Thursday 2 April 2015

Pentas ‘Seminar Jalanan’ Ditengah Aksi Rektorat UGM

Massa aksi melingkar guna mementaskan "Seminar Jalanan".

Nur Sulistyo, Kepala Bidang Keamanan menghimbau agar massa aksi jangan terlalu dekat dengan rektorat.

Tuntutan dari massa aksi.

"..aksi ini selesai adalah sebuah kedewasaan kawan!" pekik Owi.

Hendra membacakan puisi ditengah "Seminar Jalanan".

        Ditengah demonstrasi yang diadakan pada Kamis (2/4) pagi, Aliansi Mahasiswa Jogja Peduli Rembang (AMJ-PR) membuat “Seminar Jalanan” tepat di depan rektorat UGM. Sebelum kegiatan itu berlangsung, massa AMJ-PR mendapatkan halangan dari petugas keamanan UGM. Tepatnya ketika massa aksi ingin mendekat ke pintu masuk rektorat UGM, pihak keamanan yang diwakili oleh Nur Sulistyo selaku Kepala Bidang Keamanan mengatakan massa aksi tidak boleh terlalu masuk pintu rektorat. Larangan ini ada karena saat itu sedang berlangsung rapat koordinasi antara pimpinan di UGM dan pihak keamanan juga menilai demontrasi pada pagi itu belum mempunyai izin. Namun Angga Palsewa Putra sebagai salah satu massa aksi menunjukkan kepada seluruh anggota aliansi bahwa demonstrasi pagi itu sudah mempunyai surat izin dari kepolisian.

        Sempat terjadi adu mulut antara massa aksi dan pihak keamanan. Hazairin Rowiyan sebagai Koordinator Umum Aksi mencoba bernegosiasi dengan pihak keamanan. “Karena kita dari kalangan intelektual, mari lebih baik kita selesaikan secara intelektual,” tutur mahasiswa yang biasa dipanggil Owi ini. Nurhadi Raharjo sebagai Kepala Keamanan UGM pun balas mengatakan, “Caranya intelektual itu ya pakai seminar.” Sontak, massa aksi pun langsung membuat “Seminar Jalanan” sesuai penuturan Nurhadi.

        Jalannya “Seminar Jalanan” diiisi oleh penampilan dari massa aksi. Salah satunya Hendra Try Ardianto yang membaca puisi tentang negeri yang serba berbolak balik. “Di negeri bolak balik, membela rakyat adalah sesuatu yang aneh. Eksploitasi alam yang dilakukan oleh korporasi adalah wajar,” tukas Hendrawan ketika membacakan puisinya.

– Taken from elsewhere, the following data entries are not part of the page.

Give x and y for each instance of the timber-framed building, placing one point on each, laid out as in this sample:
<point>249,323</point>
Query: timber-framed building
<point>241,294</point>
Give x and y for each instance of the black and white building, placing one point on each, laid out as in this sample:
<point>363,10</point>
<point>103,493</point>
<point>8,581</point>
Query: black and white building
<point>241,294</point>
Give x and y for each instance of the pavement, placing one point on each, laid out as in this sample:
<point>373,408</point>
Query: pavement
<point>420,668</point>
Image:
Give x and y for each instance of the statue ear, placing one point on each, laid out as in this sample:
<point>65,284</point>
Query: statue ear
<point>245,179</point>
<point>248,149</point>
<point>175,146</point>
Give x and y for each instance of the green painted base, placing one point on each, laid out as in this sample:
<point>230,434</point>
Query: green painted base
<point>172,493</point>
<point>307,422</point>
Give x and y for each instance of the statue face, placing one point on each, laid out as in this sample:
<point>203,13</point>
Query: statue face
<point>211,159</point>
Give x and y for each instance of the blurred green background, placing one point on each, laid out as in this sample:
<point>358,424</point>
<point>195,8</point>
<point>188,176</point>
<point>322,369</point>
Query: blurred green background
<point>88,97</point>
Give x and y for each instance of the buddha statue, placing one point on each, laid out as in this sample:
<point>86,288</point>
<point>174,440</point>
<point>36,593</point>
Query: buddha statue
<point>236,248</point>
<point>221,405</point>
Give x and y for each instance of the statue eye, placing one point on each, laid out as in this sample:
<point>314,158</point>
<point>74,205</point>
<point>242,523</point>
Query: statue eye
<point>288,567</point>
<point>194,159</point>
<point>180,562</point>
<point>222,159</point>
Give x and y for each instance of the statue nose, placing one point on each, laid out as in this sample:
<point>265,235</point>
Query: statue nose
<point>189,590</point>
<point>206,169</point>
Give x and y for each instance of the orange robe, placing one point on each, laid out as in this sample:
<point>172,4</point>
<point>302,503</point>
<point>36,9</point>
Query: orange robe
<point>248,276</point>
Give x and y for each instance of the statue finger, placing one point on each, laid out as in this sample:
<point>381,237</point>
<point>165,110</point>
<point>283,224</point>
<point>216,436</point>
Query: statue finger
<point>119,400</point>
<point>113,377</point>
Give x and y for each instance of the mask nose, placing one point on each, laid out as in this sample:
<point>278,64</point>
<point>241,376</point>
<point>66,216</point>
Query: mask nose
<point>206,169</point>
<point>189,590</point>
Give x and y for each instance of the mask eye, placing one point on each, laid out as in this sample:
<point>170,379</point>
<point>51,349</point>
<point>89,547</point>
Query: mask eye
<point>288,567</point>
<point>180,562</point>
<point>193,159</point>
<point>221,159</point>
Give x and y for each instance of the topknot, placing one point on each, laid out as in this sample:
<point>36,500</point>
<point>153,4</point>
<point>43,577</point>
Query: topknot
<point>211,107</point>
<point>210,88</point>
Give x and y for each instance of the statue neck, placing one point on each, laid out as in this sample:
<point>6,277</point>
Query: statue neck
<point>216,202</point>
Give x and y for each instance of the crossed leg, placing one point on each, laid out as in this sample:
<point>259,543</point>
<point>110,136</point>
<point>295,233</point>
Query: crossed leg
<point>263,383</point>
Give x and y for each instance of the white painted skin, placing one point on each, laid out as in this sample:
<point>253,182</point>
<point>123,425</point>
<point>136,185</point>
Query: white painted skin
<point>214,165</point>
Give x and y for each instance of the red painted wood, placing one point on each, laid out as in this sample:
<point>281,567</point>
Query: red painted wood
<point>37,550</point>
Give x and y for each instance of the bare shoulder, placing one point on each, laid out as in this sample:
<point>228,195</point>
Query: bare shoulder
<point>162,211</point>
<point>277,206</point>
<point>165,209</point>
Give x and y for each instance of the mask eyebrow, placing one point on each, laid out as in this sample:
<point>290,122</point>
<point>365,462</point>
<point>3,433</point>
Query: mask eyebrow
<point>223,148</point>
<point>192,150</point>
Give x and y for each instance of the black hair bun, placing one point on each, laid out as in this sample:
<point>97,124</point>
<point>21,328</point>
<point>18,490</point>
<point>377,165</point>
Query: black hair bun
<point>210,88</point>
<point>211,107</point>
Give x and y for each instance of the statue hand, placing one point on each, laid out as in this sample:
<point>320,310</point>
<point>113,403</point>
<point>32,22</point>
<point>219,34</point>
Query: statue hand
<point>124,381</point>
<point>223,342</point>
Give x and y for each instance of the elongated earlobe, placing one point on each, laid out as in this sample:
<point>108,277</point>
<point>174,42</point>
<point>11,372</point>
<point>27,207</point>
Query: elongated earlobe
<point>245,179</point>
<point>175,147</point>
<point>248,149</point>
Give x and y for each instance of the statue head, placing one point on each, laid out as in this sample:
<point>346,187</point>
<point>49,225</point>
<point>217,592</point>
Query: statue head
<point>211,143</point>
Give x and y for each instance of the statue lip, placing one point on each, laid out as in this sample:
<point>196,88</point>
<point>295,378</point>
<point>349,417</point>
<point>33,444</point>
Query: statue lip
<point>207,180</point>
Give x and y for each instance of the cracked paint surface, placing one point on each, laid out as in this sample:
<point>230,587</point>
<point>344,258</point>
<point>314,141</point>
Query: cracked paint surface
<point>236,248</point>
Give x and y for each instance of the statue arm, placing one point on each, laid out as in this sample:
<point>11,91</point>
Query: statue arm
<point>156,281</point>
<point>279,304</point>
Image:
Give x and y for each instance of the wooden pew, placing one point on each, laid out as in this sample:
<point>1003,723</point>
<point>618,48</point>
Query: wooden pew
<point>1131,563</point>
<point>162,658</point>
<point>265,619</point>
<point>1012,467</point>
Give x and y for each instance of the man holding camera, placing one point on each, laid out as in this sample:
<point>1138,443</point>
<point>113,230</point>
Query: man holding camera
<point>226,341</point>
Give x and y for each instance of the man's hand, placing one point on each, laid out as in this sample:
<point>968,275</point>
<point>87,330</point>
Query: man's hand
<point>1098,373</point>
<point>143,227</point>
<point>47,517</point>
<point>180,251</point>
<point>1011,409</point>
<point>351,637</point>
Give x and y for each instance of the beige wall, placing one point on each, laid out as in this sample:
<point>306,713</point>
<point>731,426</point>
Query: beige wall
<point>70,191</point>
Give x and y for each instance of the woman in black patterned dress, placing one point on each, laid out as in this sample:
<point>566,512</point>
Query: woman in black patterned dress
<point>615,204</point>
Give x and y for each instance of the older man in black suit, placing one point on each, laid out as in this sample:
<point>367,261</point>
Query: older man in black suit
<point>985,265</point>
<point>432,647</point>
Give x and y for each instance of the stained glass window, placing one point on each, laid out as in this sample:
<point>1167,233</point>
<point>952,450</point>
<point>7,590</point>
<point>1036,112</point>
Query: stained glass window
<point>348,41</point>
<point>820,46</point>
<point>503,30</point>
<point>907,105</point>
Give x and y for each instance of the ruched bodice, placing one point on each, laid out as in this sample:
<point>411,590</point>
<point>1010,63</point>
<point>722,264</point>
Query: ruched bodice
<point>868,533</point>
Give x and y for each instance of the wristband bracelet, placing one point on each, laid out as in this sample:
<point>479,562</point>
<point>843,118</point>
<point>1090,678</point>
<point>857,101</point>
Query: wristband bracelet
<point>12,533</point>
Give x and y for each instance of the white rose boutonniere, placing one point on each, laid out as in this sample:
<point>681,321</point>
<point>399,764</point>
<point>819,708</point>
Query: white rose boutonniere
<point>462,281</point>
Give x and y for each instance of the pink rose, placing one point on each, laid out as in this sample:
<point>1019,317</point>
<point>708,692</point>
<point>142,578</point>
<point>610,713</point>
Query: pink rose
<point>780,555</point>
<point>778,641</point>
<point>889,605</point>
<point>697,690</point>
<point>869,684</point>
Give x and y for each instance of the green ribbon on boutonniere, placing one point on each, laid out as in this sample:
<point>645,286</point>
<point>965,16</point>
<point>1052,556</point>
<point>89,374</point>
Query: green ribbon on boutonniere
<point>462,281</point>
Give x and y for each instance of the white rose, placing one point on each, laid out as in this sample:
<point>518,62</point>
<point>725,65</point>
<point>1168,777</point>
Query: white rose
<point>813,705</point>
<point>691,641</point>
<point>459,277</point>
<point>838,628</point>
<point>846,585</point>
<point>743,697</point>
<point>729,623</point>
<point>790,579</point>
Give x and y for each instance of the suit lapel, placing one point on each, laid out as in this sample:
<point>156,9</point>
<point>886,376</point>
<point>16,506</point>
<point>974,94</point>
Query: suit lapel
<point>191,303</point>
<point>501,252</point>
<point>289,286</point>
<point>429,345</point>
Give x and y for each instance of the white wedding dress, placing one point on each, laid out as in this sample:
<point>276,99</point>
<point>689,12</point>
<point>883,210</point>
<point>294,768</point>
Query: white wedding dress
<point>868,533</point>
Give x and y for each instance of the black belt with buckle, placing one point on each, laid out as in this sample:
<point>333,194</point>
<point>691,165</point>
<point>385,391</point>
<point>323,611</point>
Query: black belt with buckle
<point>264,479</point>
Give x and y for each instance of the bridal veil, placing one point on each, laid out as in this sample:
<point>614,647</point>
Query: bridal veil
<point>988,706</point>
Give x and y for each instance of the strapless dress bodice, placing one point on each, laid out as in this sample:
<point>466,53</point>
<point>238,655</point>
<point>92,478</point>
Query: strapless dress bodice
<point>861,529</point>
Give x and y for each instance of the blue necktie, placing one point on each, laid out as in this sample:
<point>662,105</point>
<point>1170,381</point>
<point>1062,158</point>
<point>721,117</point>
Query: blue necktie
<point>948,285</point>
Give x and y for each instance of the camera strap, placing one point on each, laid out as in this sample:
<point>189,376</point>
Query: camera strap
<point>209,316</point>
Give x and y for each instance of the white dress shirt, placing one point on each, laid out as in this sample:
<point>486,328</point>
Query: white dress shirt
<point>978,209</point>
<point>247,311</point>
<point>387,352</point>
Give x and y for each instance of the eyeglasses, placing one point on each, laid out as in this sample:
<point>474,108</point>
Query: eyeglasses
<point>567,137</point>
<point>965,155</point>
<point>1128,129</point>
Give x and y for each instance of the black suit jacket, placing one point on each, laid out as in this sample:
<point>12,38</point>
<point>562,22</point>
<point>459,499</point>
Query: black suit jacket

     Ada juga Yuli, salah satu massa aksi yang mengisi “Seminar Jalanan” dengan berorasi. Ia menceritakan sebagai orang yang di daerahnya telah berdiri pabrik semen, Yuli merasa tidak mendapatkan efek positif sama sekali. “Dulu ketika akan dibangun pabrik dikatakan akan mengambil tenaga kerja dari warga sekitar. Tetapi nyatanya malah tenaga kerja di pabrik itu berasal dari luar negeri. Saya pun akhirnya mesti menjadi TKI!” pekik wanita asal Banyumas ini. Ia juga menyerukan sudah sewajarnya masyarakat mendukung perlawanan yang dilakukan ibu-ibu Rembang agar kejadian yang ia rasakan tidak dialami mereka. “Jangan sampai ibu-ibu Rembang mau bertani tidak ada lahannya karena diubah menjadi pabrik semen,” seru Yuli lagi.


        Pagelaran “Seminar Jalanan” ini akhirnya berlangsung sampai akhir demonstrasi. Sempat massa aksi meminta pihak keamanan untuk tampil di seminar tersebut tetapi tidak digubris. Owi pun akhirnya menutup seminar dan demonstrasi seketika itu. Mahasiswa FH UII ini menegaskan bahwa demonstrasi siang itu bukan untuk mengancam pimpinan UGM, tetapi melainkan ingin mengajak UGM berjuang bersama masyarakat Rembang. Ia juga mengatakan kalau seluruh anggota aliansi adalah orang yang berintelektual karena telah melakukan seminar sesuai saran pihak keamanan tadi. “Aksi siang ini selesai bukan soal kalah-menang kawan-kawan, karena dalam aksi tidak ada yang kalah dan menang. Tetapi aksi ini selesai lebih soal kedewasaan karena kita memahami pihak rektorat UGM yang tidak mau ditemui,” seru Owi di akhir aksi.